I have a Pandas dataframe in the following format. Data has been pre-aggregated.
+---------------------------+----------+---------+-------------+-------------+
|InterfaceName |StartDate |StartHour|DocumentCount|TotalRowCount|
+---------------------------+----------+---------+-------------+-------------+
|Interface_A |2023-04-01|0 |5 |4384 |
|Interface_A |2023-04-01|1 |58 |57168 |
|Interface_B |2023-04-01|1 |1 |136 |
|Interface_C |2023-04-01|1 |1 |131 |
|Interface_A |2023-04-02|0 |58 |57168 |
|Interface_B |2023-04-02|0 |1 |131 |
|Interface_C |2023-04-02|0 |1 |136 |
|Interface_A |2023-04-02|1 |2 |1657 |
|Interface_B |2023-04-02|1 |2 |1539 |
|Interface_C |2023-04-02|1 |2 |1657 |
+---------------------------+----------+---------+-------------+-------------+
Using PySpark, how can I transform the dataframe so that the schema appears as follows, then write to a structured collection in MongoDb?
root
|-- StartDate: date (nullable = true)
|-- StartHour: integer (nullable = true)
| |-- InterfaceSummary: struct (nullable = false)
| | |-- InterfaceName: string (nullable = true)
| | |-- DocumentCount: string (nullable = true)

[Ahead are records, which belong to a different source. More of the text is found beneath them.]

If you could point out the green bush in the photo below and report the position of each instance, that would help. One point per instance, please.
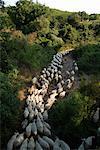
(36, 56)
(9, 109)
(70, 119)
(88, 58)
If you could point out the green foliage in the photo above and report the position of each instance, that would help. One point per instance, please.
(88, 58)
(31, 54)
(70, 118)
(5, 21)
(9, 108)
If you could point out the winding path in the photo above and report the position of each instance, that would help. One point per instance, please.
(54, 81)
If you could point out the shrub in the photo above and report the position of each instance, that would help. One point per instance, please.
(88, 58)
(70, 118)
(9, 109)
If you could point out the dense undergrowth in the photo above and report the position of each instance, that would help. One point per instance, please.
(30, 34)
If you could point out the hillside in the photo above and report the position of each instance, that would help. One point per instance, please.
(30, 35)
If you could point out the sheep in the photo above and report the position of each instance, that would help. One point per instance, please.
(54, 67)
(62, 82)
(59, 85)
(56, 77)
(34, 80)
(47, 125)
(72, 78)
(68, 81)
(31, 144)
(24, 123)
(48, 140)
(88, 141)
(52, 75)
(75, 64)
(49, 79)
(40, 98)
(43, 71)
(55, 64)
(24, 144)
(45, 115)
(69, 85)
(35, 112)
(96, 116)
(56, 145)
(29, 108)
(72, 72)
(50, 103)
(40, 116)
(34, 128)
(18, 141)
(31, 115)
(39, 125)
(62, 94)
(44, 75)
(42, 108)
(48, 73)
(63, 145)
(60, 90)
(46, 131)
(28, 129)
(26, 112)
(11, 141)
(60, 77)
(55, 60)
(31, 90)
(82, 146)
(43, 143)
(36, 91)
(60, 66)
(67, 72)
(52, 70)
(59, 72)
(76, 68)
(38, 146)
(52, 96)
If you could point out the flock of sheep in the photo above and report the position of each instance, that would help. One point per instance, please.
(37, 133)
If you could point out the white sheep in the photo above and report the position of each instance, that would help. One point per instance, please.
(31, 144)
(48, 140)
(24, 144)
(62, 94)
(68, 73)
(28, 129)
(64, 145)
(72, 78)
(26, 112)
(45, 115)
(34, 128)
(60, 90)
(96, 116)
(47, 125)
(43, 143)
(34, 80)
(46, 131)
(38, 146)
(11, 141)
(39, 125)
(18, 141)
(24, 123)
(72, 72)
(69, 85)
(76, 68)
(31, 115)
(44, 75)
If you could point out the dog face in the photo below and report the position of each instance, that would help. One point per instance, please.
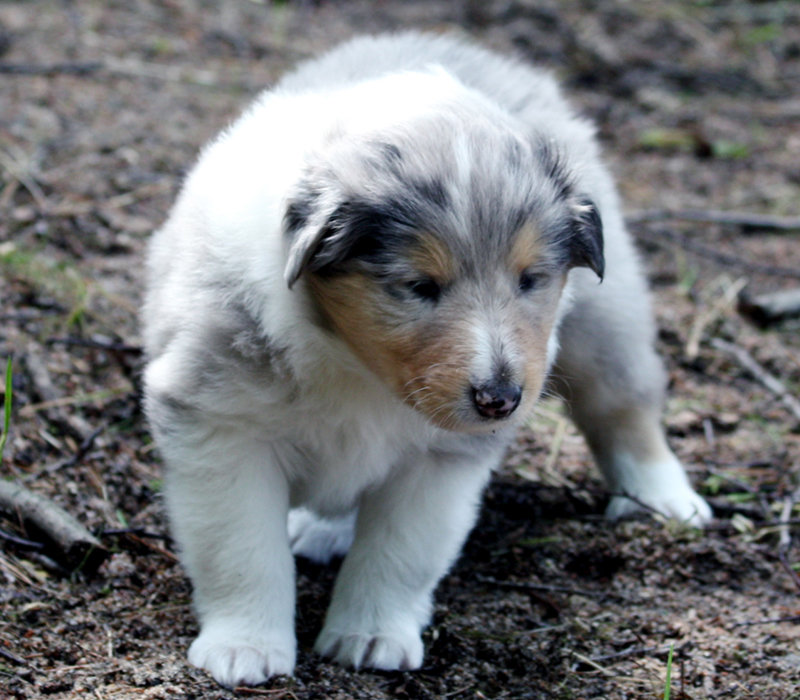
(438, 251)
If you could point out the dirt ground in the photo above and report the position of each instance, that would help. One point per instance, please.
(103, 106)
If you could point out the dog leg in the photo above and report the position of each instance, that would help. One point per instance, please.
(228, 507)
(320, 539)
(613, 382)
(408, 534)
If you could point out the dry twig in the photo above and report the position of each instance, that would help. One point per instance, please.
(659, 236)
(75, 545)
(746, 220)
(766, 309)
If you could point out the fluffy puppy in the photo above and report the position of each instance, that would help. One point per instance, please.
(364, 285)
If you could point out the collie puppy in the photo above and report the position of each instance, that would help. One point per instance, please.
(364, 286)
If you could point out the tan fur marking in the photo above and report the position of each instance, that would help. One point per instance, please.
(432, 258)
(425, 364)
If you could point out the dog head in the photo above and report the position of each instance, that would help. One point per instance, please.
(438, 250)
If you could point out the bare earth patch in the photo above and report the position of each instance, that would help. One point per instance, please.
(103, 106)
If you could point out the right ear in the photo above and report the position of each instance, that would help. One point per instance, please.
(327, 230)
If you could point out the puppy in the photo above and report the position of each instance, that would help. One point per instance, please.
(363, 287)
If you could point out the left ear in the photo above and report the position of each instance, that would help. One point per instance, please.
(586, 236)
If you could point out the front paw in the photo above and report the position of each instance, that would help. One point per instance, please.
(241, 659)
(681, 504)
(387, 651)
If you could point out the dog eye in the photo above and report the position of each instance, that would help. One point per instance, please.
(528, 281)
(427, 289)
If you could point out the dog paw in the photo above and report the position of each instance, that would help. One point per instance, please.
(320, 539)
(682, 504)
(234, 661)
(396, 651)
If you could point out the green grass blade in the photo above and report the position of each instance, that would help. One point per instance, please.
(668, 684)
(6, 409)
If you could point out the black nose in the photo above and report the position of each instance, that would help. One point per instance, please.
(497, 400)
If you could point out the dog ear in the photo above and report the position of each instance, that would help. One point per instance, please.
(326, 233)
(304, 226)
(586, 236)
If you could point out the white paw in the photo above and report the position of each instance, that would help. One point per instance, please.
(387, 651)
(320, 539)
(241, 660)
(678, 502)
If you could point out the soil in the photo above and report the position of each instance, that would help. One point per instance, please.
(103, 108)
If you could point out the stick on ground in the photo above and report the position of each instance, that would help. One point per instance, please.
(73, 544)
(766, 309)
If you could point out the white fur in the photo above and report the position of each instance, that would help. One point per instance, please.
(259, 409)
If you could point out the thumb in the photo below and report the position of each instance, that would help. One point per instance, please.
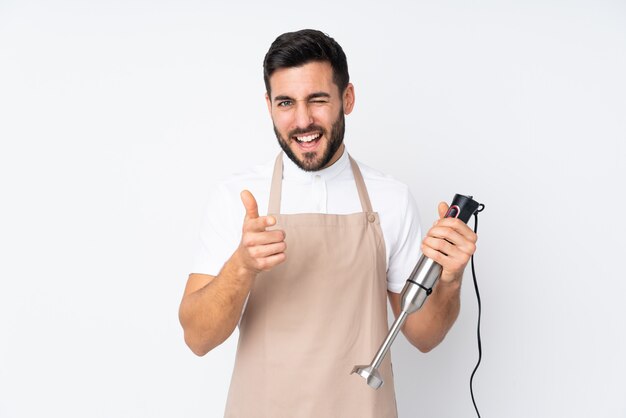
(442, 209)
(249, 202)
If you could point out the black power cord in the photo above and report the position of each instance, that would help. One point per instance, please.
(480, 346)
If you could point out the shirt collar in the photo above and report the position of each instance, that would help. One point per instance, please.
(292, 172)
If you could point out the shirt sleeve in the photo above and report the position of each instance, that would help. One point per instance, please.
(405, 250)
(219, 233)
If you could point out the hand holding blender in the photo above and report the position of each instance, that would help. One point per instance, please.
(418, 287)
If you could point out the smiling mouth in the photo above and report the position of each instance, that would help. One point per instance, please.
(307, 138)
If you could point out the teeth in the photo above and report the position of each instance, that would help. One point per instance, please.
(307, 138)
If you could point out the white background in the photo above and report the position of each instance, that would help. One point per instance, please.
(116, 117)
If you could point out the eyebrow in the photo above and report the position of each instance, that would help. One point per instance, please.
(309, 97)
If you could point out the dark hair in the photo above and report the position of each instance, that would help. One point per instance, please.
(294, 49)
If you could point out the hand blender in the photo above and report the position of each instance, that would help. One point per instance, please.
(418, 287)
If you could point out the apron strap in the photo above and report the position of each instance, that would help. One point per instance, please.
(360, 186)
(277, 179)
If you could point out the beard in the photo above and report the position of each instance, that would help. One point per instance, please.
(309, 161)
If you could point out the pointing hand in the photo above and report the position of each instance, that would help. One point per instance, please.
(260, 249)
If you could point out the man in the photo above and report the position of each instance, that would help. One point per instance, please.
(308, 283)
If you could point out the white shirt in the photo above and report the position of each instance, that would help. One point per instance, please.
(331, 190)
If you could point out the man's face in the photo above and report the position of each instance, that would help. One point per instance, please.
(307, 110)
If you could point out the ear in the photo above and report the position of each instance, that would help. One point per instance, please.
(348, 99)
(268, 101)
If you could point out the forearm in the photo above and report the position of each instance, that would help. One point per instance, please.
(210, 314)
(427, 327)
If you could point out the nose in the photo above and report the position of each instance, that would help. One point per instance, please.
(303, 115)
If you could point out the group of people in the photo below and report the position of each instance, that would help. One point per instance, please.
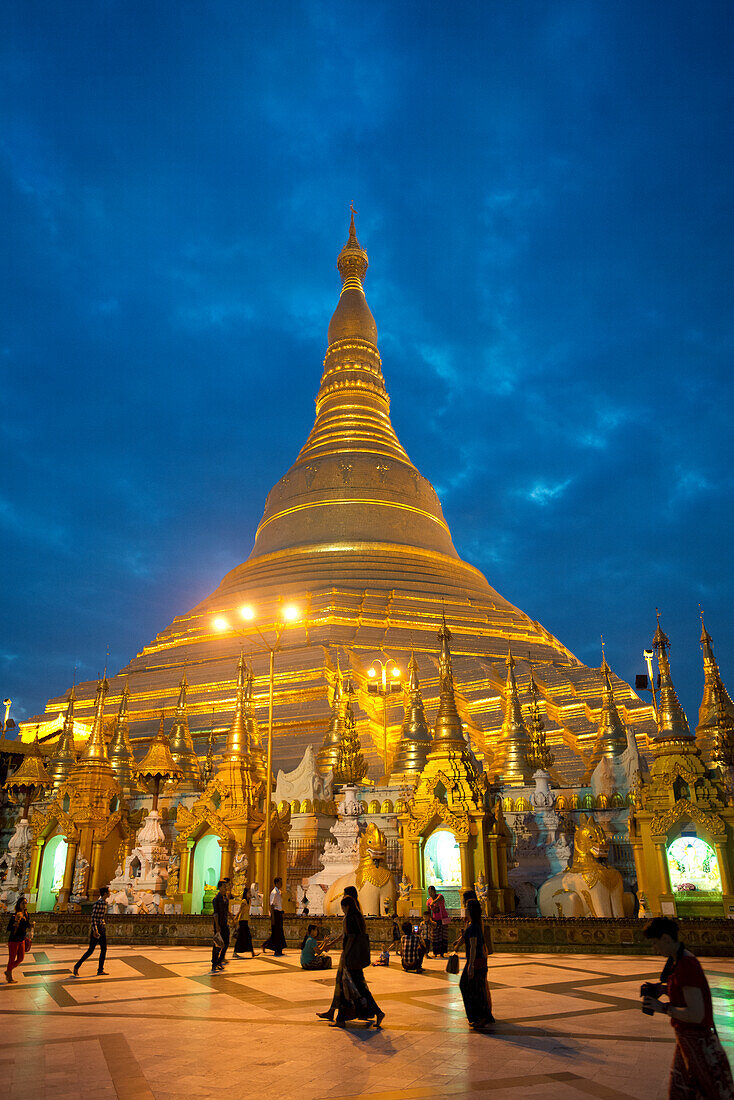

| | |-- TotalRowCount: string (nullable = true)
Thanks in advance,
Ben.
See the below implementation -
(I have created the spark dataframe directly using the input data you've shared). But in order to explicitly create the spark dataframe from pandas
dataframe you could use this code -
df = spark.createDataFrame(pdf)
Here pdf
will be your pandas
dataframe.
)
Input Data -
from pyspark.sql.types import *
schema = StructType([
StructField("InterfaceName", StringType(), True),
StructField("StartDate", StringType(), True),
StructField("StartHour", IntegerType(), True),
StructField("DocumentCount", IntegerType(), True),
StructField("TotalRowCount", IntegerType(), True)
])
data = [
("Interface_A", "2023-04-01", 0, 5, 4384),
("Interface_A", "2023-04-01", 1, 58, 57168),
("Interface_B", "2023-04-01", 1, 1, 136),
("Interface_C", "2023-04-01", 1, 1, 131),
("Interface_A", "2023-04-02", 0, 58, 57168),
("Interface_B", "2023-04-02", 0, 1, 131),
("Interface_C", "2023-04-02", 0, 1, 136),
("Interface_A", "2023-04-02", 1, 2, 1657),
("Interface_B", "2023-04-02", 1, 2, 1539),
("Interface_C", "2023-04-02", 1, 2, 1657)
]
df = spark.createDataFrame(data, schema=schema)
df.show(truncate=False)
+-------------+----------+---------+-------------+-------------+
|InterfaceName|StartDate |StartHour|DocumentCount|TotalRowCount|
+-------------+----------+---------+-------------+-------------+
|Interface_A |2023-04-01|0 |5 |4384 |
|Interface_A |2023-04-01|1 |58 |57168 |
|Interface_B |2023-04-01|1 |1 |136 |
|Interface_C |2023-04-01|1 |1 |131 |
|Interface_A |2023-04-02|0 |58 |57168 |
|Interface_B |2023-04-02|0 |1 |131 |
|Interface_C |2023-04-02|0 |1 |136 |
|Interface_A |2023-04-02|1 |2 |1657 |
|Interface_B |2023-04-02|1 |2 |1539 |
|Interface_C |2023-04-02|1 |2 |1657 |
+-------------+----------+---------+-------------+-------------+
Transformed Schema -
from pyspark.sql.functions import *
df1 = df.select(
col("StartDate").cast("Date"),
col("StartHour").cast("Integer"),
struct(
col("InterfaceName"),
col("DocumentCount").cast("String").alias("DocumentCount"),
col("TotalRowCount").cast("String").alias("TotalRowCount")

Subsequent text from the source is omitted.